"Well, if he's taken," she said, "they'll be here. That's very sure. They'll search the premises. They mustn't find you here, Mr Jim. If they find you, they'll question you, and you know too much by a long way."
"Shall I go?" I asked. "I'm willing to clear out, if you wish."
"Go?" she said. "Go? I will turn no poor boy out into the road. I have a boy of my own, somewhere walking the world. No, I'll put you in the drawing-room. Come with me, and don't make a noise."
She led me downstairs to the foot of the lowest staircase, which was rather broad, with high steps of stout old oak.
"Look," she said, as she stepped away from me—I suppose to touch some secret spring—"this is the drawing-room."
As she spoke, the two lowest stairs suddenly rolled back upon a sort of hinge, showing a little room, not much bigger than a couple of barrels, arranged underneath them. There were blankets and a mattress upon the floor of this little room, besides several packages like those which I had seen in the lugger.
"You'll have to stay here, Jim," she said kindly. "But first of all I must get together Dick's papers and that. Come on and help me."

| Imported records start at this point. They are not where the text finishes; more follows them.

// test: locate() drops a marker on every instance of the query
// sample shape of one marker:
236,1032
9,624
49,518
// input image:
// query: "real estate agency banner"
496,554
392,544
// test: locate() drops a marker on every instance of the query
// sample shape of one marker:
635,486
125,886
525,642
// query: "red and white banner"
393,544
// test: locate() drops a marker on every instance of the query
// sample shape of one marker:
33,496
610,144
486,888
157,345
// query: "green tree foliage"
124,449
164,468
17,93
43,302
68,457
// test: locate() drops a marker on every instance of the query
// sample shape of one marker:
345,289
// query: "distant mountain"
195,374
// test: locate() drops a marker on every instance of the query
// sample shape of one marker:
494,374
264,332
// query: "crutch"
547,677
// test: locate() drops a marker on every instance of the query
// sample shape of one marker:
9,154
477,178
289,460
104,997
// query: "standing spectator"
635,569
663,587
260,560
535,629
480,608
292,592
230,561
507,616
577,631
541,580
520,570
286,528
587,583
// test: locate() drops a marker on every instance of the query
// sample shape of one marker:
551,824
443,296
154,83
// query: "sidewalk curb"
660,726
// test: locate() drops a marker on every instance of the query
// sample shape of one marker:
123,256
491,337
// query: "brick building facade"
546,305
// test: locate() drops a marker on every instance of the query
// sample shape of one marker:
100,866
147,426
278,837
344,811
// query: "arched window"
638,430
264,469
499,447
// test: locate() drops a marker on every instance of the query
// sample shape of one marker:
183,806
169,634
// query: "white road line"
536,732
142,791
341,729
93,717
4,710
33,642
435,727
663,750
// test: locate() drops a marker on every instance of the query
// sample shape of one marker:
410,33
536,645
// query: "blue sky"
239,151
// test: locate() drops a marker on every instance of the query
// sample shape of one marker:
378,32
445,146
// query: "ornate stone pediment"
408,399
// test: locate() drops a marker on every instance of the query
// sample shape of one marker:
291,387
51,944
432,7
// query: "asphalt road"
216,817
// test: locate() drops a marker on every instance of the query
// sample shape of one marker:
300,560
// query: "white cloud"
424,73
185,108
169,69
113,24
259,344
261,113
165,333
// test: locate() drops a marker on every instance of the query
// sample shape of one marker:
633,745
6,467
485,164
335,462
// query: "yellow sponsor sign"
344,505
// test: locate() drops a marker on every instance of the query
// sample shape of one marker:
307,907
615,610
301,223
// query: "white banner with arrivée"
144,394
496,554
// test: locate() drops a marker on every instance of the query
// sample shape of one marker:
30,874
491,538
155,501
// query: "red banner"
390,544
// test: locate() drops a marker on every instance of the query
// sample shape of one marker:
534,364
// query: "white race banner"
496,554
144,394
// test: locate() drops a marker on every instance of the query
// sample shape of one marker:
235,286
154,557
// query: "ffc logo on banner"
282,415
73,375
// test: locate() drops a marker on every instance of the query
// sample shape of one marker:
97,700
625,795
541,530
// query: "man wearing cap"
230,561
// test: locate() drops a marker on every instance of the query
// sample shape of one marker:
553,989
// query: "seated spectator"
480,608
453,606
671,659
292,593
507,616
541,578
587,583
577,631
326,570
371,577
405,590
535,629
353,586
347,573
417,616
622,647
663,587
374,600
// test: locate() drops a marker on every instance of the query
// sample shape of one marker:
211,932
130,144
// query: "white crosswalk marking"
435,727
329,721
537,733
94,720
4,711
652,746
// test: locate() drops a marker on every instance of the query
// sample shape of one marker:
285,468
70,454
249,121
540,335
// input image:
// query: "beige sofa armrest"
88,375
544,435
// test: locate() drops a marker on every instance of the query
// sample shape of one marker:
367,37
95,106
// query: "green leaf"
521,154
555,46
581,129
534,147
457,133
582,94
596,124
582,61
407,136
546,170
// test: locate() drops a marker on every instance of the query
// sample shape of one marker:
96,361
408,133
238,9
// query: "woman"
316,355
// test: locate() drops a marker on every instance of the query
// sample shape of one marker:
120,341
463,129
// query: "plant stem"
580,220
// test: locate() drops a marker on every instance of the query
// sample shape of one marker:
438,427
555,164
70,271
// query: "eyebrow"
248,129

Very soon she had gathered together a few papers and packets of tobacco and lace, which might have brought Dick into trouble. She laid these away in the recesses of the secret room, and told me to get inside, and go to sleep, and above all things to keep very still if people came along upon the stairs. I crept inside, rather frightened, and lay down among the blankets, to get some rest. Then Mrs Dick swung the two stairs back in to their place, a spring clicked, and I was a prisoner in the dark, shut up in the drawing-room.